If Trump were to make his resort the meeting venue, his critics argue it would be another clear violation of the Constitution’s Emoluments Clause, which prohibits presidents from accepting payments from foreign countries, U.S. states or the federal government.
“This is a president who has converted the presidency into an instrument of enrichment from day one. There is simply no line between what is official government business and what is a private money-making enterprise — it is all one big venture,” Rep. Jamie Raskin (D-Md.), a House Judiciary Committee member and former constitutional law professor, said Monday in a phone interview with The Hill.
“If he decides to hold the G-7 meeting in 2020 at Trump National Doral Golf [Club], this would be a perfect violation of the foreign and domestic emoluments clauses,” Raskin added. “This is precisely what the framers of the Constitution opposed.”
Other legal experts and Democrats also raised objections.

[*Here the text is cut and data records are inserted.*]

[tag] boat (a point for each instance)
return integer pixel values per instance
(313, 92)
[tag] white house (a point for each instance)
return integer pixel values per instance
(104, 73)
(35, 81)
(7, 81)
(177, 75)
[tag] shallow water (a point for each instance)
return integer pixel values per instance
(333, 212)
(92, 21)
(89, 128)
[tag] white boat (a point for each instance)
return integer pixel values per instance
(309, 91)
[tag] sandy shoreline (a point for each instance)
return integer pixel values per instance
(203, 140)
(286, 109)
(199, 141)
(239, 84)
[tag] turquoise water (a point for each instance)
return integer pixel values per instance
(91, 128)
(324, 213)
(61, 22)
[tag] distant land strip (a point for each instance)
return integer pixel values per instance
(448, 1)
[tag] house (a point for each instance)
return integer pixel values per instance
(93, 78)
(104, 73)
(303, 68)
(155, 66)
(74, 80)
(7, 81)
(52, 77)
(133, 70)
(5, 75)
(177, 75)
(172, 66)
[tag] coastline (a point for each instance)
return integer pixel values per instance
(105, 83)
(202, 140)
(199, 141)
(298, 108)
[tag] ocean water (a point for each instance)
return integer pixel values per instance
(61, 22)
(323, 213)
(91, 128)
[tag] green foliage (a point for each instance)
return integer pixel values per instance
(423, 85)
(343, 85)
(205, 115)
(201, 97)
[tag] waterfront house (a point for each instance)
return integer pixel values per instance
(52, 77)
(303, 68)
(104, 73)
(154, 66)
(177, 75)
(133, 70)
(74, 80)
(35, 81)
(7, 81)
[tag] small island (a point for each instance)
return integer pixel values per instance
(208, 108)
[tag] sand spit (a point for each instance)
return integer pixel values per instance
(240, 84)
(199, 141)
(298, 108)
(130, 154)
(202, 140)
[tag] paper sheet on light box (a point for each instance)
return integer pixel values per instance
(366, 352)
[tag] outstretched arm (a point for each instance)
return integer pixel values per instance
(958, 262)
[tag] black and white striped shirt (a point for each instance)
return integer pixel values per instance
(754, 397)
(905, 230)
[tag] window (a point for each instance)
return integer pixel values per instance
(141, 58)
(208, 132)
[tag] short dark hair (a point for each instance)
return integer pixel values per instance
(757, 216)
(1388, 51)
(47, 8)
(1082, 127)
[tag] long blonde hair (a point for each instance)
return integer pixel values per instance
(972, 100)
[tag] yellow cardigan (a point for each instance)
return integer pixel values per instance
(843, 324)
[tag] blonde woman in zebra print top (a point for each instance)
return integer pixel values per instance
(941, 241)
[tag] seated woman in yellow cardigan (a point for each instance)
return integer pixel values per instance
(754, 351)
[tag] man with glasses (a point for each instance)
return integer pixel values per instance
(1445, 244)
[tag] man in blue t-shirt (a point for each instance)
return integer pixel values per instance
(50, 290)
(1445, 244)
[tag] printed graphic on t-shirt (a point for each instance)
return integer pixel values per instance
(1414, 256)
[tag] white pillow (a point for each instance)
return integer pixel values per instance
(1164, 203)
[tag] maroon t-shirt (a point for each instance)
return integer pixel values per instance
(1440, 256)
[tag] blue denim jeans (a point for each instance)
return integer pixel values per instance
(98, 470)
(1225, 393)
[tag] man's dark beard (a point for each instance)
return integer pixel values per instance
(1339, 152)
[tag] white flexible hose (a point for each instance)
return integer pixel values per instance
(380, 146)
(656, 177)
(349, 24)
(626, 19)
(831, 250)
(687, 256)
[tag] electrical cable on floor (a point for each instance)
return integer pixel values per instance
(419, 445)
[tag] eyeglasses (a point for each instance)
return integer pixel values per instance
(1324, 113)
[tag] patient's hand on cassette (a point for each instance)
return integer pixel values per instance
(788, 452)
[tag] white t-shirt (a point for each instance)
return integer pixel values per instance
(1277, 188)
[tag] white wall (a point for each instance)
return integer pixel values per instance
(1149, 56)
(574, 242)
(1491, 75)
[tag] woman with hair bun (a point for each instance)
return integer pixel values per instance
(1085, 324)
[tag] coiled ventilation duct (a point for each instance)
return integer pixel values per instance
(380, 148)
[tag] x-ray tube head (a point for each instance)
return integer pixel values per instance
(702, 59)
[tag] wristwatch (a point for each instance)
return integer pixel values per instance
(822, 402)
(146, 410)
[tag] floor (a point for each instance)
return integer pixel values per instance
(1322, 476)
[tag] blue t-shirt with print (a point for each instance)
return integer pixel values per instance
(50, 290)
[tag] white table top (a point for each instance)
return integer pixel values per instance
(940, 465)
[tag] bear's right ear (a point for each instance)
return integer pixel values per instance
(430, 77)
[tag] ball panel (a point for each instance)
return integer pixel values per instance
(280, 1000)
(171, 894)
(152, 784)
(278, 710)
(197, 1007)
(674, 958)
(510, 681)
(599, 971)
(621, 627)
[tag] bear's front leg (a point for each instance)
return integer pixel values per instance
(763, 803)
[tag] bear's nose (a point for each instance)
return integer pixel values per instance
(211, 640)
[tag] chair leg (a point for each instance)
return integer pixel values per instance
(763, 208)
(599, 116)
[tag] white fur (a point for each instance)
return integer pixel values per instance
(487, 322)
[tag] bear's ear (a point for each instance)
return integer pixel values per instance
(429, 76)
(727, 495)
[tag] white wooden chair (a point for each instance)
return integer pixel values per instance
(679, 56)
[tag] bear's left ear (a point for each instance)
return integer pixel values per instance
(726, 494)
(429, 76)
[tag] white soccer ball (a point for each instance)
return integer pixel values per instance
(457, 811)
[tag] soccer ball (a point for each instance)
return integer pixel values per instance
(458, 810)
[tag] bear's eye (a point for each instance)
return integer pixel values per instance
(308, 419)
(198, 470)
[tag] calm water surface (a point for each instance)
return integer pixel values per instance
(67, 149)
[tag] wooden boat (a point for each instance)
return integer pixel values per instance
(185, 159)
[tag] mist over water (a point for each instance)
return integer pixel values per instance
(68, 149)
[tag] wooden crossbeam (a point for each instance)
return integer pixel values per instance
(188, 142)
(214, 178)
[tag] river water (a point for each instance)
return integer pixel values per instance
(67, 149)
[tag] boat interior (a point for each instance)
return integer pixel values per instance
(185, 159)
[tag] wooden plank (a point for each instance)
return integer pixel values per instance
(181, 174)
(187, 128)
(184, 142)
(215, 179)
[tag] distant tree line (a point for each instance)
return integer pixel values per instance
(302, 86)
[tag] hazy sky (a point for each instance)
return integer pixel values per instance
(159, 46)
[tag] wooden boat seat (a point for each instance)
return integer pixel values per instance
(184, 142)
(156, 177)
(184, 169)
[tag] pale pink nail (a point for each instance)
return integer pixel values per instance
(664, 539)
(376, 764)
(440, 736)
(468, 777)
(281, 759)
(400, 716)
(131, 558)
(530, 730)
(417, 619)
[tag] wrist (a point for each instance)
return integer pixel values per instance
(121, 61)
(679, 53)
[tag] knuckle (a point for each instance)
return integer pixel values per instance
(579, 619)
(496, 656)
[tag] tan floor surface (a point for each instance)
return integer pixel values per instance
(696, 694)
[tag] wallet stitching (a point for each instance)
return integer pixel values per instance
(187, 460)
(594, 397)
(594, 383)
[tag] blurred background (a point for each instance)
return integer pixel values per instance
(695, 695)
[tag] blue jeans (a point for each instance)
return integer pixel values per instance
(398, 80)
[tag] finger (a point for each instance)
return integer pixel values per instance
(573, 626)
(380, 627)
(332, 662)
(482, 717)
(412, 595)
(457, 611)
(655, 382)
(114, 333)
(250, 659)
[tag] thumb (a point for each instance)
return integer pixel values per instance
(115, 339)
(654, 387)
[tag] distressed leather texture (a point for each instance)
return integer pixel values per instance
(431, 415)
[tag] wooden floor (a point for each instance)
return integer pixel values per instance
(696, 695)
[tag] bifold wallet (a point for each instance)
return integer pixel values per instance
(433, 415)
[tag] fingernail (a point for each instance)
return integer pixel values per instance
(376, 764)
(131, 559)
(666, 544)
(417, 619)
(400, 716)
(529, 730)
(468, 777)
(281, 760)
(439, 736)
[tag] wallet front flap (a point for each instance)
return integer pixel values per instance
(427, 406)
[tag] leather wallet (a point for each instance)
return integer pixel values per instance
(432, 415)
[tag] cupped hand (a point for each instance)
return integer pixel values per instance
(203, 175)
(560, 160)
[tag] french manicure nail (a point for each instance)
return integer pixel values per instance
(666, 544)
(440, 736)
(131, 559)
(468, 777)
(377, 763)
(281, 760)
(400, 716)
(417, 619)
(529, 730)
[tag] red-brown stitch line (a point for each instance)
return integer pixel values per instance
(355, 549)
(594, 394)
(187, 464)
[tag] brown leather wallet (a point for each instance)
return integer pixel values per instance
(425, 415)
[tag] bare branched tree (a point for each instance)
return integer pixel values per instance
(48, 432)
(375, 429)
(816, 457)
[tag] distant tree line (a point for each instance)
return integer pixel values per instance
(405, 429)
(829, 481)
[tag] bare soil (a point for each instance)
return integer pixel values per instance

Laurence Tribe, a Harvard Law School professor, tweeted that Trump’s pitch was “Emolumentally clear! Trump keeps proving that he is deliberately violating the Constitution’s main safeguard against financial corruption and compromise of presidential decisions by foreign powers.”
The Bottom Line
Give it up, guys. The emoluments clause isn’t kryptonite, and even on an expansive reading, is not much more than a nuisance to Trump. Eyes on the 2020 prize please.